A palavra “vinagre” é oriunda do idioma Francês e significa “vinho agre” ou “vinho azedo”, ainda que ele não seja apenas obtido através do vinho, mas também de outras matérias primas, como frutas, cereais, mel e vegetais (OLIVEIRA et al., 1987). Historicamente, o vinagre era usado como condimento muito aproveitado devido às suas propriedades estimulantes, que aumentam a ação dissolvente e favorece a digestão. Spinosa (2002) diz que este era oferecido como bebida às classes mais pobres da população, como soldados, camponeses e viajantes, sendo considerada uma bebida inferior, já que resultava de alguma falha no preparo do vinho. Segundo RIZZON & MENEGUZZO (2002) e ESPINOSA (2002), ele era usado para tratar de disfunções respiratórias, feridas, náuseas, lepra e úlceras, devido às suas propriedades desinfetantes e anti inflamatórias. Nesse contexto, em épocas de guerra, o vinagre era recomendado aos soldados, para prevenir possíveis contaminações com micróbios e para desinfetar e temperar os alimentos.

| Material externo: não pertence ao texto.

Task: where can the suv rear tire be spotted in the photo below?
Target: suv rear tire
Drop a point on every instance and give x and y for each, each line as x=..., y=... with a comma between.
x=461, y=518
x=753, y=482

Primeiramente, é importante contextualizar sobre o processo de fabricação do vinagre. Essa produção ocorre por meio de dois processos de reações químicas feitas por micro-organismos, a fermentação alcoólica e a acética. Nessa lógica, a matéria prima inicial para a produção de vinagre é uma açúcar (a glicose), e caso o amido seja usado, como ele é um polissacarídeo, é preciso ser quebrado para se tornar um açúcar mais simples.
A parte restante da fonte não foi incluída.